Although, since I’ve careened into the subject of music, I will say that “Skips’ Stress” features some of the best music and sound design in the show’s history. There are two major music-backed montages in this episode, one at the beginning that illustrates Skips’ growing stress and one in the middle that shows the gang’s journey to the Himalayas. The first features light, mildly funky music that emphasizes the mundane drudgery of the park; the music doesn’t really try to sell Skips’ meltdown, but it does establish a low-key mood the rest of the episode can then play against. The second montage is rather more impressive, especially when paired with the animation of Pops’ car fly across various impressive vistas. The music lends the journey an epic quality, but it also adds a wistful tone, as though this might really be Skips’ final travel before his demise. Beyond being entertaining in their own right, the montages also compress key chunks of the story, creating the illusion of far more story than could ever be contained in Regular Show’s normal length; this is the first time I’ve watched something only 11 minutes long that feels so much like a movie. The constant changes in location, atmosphere, and mood—from a day at the park to the Two Peaks Mall and the pharmacist to Skips’ stress dream to the journey to the Himalayas to the final confrontation with the monster—makes the episode feel bigger and grander than should really be possible.
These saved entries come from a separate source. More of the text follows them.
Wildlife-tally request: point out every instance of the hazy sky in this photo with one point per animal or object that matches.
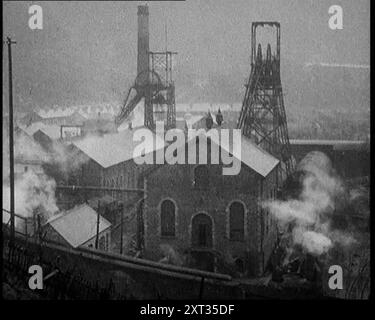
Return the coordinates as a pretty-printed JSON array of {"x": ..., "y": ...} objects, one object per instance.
[{"x": 87, "y": 50}]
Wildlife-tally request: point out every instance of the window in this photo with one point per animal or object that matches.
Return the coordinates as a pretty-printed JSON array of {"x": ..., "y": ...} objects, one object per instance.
[
  {"x": 168, "y": 218},
  {"x": 201, "y": 177},
  {"x": 202, "y": 231},
  {"x": 236, "y": 221},
  {"x": 102, "y": 243}
]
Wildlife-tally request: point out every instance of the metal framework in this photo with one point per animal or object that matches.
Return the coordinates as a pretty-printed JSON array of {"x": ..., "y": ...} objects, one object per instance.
[
  {"x": 263, "y": 117},
  {"x": 158, "y": 90}
]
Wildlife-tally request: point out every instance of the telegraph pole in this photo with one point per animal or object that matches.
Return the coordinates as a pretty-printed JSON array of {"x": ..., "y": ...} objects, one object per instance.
[
  {"x": 97, "y": 227},
  {"x": 11, "y": 141},
  {"x": 122, "y": 228}
]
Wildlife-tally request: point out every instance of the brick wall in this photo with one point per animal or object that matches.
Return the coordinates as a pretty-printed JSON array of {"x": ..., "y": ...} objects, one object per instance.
[{"x": 176, "y": 182}]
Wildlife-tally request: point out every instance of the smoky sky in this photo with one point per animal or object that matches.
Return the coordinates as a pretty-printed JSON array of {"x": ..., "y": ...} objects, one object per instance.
[{"x": 86, "y": 51}]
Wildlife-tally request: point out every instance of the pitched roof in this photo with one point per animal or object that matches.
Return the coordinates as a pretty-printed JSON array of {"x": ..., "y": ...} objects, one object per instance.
[
  {"x": 111, "y": 149},
  {"x": 78, "y": 225},
  {"x": 53, "y": 131},
  {"x": 252, "y": 156}
]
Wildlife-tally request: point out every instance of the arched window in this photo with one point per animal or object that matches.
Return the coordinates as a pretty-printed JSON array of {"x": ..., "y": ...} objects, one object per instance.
[
  {"x": 201, "y": 177},
  {"x": 237, "y": 221},
  {"x": 201, "y": 231},
  {"x": 240, "y": 266},
  {"x": 168, "y": 218}
]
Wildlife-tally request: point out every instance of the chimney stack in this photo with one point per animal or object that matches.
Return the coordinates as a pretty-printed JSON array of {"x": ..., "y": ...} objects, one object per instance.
[{"x": 143, "y": 45}]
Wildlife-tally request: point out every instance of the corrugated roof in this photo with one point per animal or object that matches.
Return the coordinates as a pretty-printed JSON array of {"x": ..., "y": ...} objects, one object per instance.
[
  {"x": 112, "y": 149},
  {"x": 78, "y": 225},
  {"x": 53, "y": 131}
]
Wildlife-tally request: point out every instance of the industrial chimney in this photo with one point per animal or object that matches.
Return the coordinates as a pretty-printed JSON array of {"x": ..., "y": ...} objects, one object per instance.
[{"x": 143, "y": 46}]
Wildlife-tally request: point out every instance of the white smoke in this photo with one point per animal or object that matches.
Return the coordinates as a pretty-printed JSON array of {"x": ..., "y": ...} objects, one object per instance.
[
  {"x": 310, "y": 215},
  {"x": 171, "y": 256},
  {"x": 33, "y": 192}
]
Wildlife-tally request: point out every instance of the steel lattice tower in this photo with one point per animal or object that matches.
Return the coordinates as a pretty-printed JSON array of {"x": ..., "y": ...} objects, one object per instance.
[
  {"x": 263, "y": 117},
  {"x": 153, "y": 83}
]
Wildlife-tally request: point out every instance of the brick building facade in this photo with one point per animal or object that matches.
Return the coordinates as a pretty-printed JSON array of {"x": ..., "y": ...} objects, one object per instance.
[{"x": 209, "y": 220}]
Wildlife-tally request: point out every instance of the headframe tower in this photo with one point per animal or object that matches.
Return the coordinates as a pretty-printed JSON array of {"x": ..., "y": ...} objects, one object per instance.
[
  {"x": 263, "y": 117},
  {"x": 153, "y": 83}
]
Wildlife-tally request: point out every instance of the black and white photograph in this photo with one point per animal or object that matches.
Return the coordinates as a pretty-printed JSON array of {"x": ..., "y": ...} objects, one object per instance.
[{"x": 198, "y": 150}]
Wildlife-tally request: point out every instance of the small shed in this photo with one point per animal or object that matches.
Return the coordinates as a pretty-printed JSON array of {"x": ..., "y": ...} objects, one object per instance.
[{"x": 77, "y": 227}]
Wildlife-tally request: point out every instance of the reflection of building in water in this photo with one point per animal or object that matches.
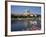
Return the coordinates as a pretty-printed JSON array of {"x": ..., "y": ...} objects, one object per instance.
[{"x": 27, "y": 12}]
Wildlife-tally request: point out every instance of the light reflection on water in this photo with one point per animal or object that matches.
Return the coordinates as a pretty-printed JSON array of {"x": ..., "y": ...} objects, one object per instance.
[{"x": 24, "y": 25}]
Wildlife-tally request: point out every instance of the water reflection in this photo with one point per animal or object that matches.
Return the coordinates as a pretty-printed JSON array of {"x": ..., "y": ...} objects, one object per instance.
[{"x": 25, "y": 25}]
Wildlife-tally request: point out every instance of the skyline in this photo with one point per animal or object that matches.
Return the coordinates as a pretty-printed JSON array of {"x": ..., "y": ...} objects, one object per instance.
[{"x": 21, "y": 9}]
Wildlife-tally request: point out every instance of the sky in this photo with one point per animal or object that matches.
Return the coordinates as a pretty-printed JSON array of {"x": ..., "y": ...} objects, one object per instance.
[{"x": 21, "y": 9}]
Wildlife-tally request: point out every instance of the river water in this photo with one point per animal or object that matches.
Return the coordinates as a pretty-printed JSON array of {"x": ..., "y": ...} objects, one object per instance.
[{"x": 24, "y": 25}]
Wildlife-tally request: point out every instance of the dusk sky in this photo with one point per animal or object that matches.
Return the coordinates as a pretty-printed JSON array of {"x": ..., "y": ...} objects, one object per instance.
[{"x": 21, "y": 9}]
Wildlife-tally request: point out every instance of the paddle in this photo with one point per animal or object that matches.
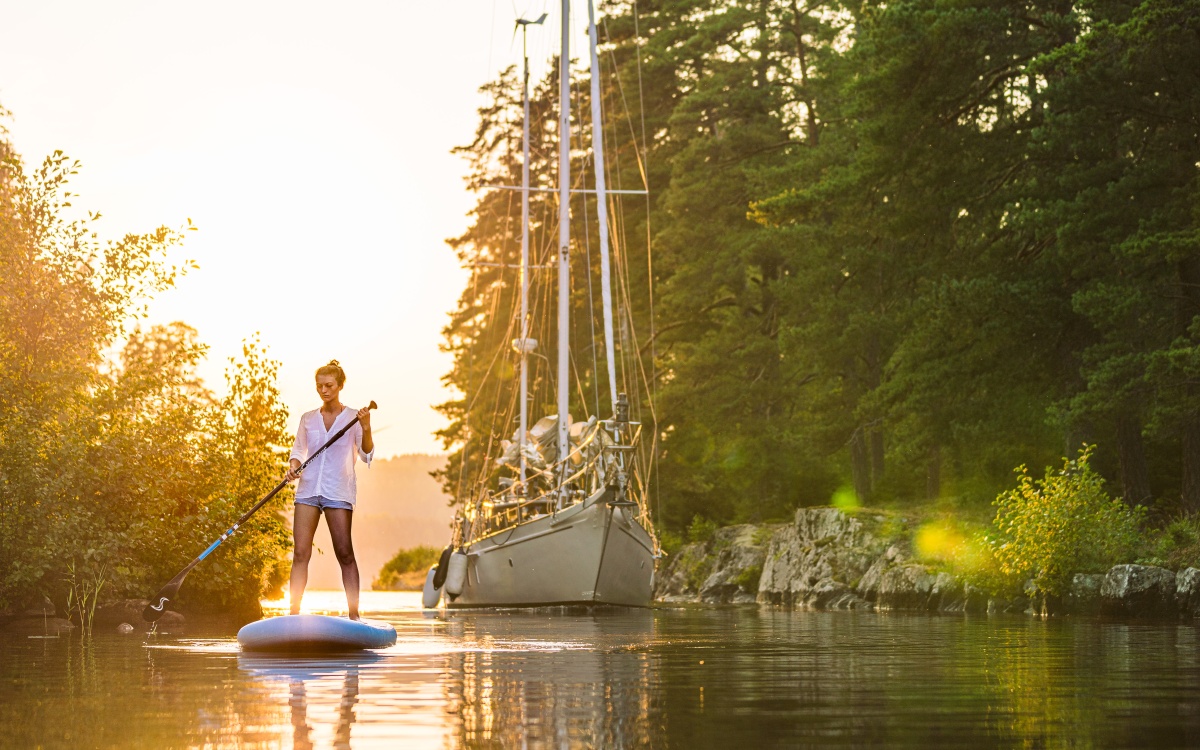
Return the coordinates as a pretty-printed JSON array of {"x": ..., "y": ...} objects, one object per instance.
[{"x": 154, "y": 611}]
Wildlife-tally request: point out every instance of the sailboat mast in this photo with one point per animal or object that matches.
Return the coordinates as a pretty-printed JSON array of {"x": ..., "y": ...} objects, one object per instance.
[
  {"x": 564, "y": 239},
  {"x": 601, "y": 209},
  {"x": 525, "y": 257}
]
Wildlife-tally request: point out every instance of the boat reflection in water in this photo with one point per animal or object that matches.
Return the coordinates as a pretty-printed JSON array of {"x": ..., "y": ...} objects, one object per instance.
[
  {"x": 593, "y": 690},
  {"x": 696, "y": 677},
  {"x": 298, "y": 673}
]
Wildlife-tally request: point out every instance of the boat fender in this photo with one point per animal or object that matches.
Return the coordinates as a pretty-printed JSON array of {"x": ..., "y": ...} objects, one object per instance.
[
  {"x": 443, "y": 568},
  {"x": 456, "y": 576},
  {"x": 431, "y": 594}
]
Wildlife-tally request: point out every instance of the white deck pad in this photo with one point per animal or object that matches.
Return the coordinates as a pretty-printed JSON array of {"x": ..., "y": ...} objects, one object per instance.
[{"x": 315, "y": 633}]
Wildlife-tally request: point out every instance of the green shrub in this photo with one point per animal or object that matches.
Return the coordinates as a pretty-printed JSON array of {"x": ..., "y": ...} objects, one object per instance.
[
  {"x": 701, "y": 529},
  {"x": 414, "y": 559},
  {"x": 1048, "y": 529},
  {"x": 1177, "y": 546},
  {"x": 671, "y": 543}
]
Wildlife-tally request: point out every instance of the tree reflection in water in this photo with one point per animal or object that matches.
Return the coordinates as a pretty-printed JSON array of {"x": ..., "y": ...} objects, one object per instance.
[
  {"x": 298, "y": 672},
  {"x": 592, "y": 689},
  {"x": 691, "y": 678}
]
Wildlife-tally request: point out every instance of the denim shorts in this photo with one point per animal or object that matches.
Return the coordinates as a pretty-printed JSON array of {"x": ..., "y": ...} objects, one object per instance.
[{"x": 323, "y": 503}]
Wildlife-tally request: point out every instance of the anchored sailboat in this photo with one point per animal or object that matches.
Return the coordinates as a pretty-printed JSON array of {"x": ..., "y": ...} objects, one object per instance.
[{"x": 571, "y": 525}]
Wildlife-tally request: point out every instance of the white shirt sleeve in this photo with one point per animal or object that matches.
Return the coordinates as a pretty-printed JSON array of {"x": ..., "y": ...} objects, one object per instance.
[
  {"x": 358, "y": 443},
  {"x": 300, "y": 448}
]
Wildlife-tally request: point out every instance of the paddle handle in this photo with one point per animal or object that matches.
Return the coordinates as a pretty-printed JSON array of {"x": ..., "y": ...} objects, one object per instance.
[
  {"x": 154, "y": 611},
  {"x": 285, "y": 483}
]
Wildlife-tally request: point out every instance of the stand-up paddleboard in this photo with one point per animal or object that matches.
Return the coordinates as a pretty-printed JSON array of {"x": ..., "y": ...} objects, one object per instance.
[{"x": 315, "y": 633}]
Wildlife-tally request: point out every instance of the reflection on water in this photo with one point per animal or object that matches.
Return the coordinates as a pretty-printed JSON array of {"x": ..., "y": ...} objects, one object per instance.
[{"x": 683, "y": 678}]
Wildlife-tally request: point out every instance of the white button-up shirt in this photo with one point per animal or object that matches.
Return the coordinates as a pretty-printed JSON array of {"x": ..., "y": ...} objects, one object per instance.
[{"x": 331, "y": 474}]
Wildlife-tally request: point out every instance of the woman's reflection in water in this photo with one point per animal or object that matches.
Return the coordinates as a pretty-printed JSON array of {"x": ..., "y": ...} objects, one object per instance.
[
  {"x": 301, "y": 731},
  {"x": 303, "y": 673}
]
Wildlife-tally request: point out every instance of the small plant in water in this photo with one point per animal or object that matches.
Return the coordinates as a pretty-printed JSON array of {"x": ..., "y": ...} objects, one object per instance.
[
  {"x": 1048, "y": 529},
  {"x": 84, "y": 583}
]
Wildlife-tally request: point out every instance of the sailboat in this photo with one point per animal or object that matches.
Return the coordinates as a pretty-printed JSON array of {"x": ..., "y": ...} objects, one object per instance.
[{"x": 570, "y": 523}]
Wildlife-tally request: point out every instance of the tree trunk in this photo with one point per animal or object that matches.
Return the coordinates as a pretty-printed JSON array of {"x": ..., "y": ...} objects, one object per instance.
[
  {"x": 934, "y": 473},
  {"x": 876, "y": 437},
  {"x": 861, "y": 466},
  {"x": 1191, "y": 480},
  {"x": 1132, "y": 455},
  {"x": 1186, "y": 312}
]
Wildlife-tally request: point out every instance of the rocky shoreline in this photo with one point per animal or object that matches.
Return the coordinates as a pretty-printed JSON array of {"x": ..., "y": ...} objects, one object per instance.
[{"x": 829, "y": 559}]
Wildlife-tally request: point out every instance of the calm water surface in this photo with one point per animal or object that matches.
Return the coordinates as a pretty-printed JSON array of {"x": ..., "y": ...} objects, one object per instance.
[{"x": 665, "y": 678}]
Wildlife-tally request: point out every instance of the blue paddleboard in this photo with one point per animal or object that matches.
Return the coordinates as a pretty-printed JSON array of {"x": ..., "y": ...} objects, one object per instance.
[{"x": 315, "y": 633}]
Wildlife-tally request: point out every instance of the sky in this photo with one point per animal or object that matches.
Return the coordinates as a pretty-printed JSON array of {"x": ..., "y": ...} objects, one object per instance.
[{"x": 307, "y": 142}]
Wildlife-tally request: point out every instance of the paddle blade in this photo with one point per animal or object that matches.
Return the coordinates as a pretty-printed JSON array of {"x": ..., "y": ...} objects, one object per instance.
[{"x": 159, "y": 604}]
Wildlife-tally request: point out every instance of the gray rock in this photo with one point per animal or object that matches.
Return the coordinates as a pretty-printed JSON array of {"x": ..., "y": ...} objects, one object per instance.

This is what happens when a show plays to all its core strengths. By focusing on Skips and the Park employees, Regular Show is able to glide right past the usual plot explanations and character introductions; instead, the show can get straight to the jokes, character moments, and inventive animation. As much as I’ve enjoyed this season’s frequent storytelling experimentation, this is just about the strongest possible reminder of why back-to-basics episodes are crucial to a show’s long-term success.
- “I’m sorry sir, but if you don’t take immediate action to reduce your stress levels, you will die. Now, can I interest you in any bandages or breath strips?” The pharmacist is a great side character, especially since everyone except Skips treats him like he’s a doctor. His final line just slayed me.
- “Skips, I’ve got to start the show. Where’s my fish? Where’s my fish?” The dream sequence makes great use of color and shadowing, not to mention the surreal transformations from leering versions of Skips’ friends into full-on stress monsters.
- “Skips, we ruptured another gas line!” I have so, so many questions about whatever Muscle Man and Hi-Five Ghost were up to with that chainsaw.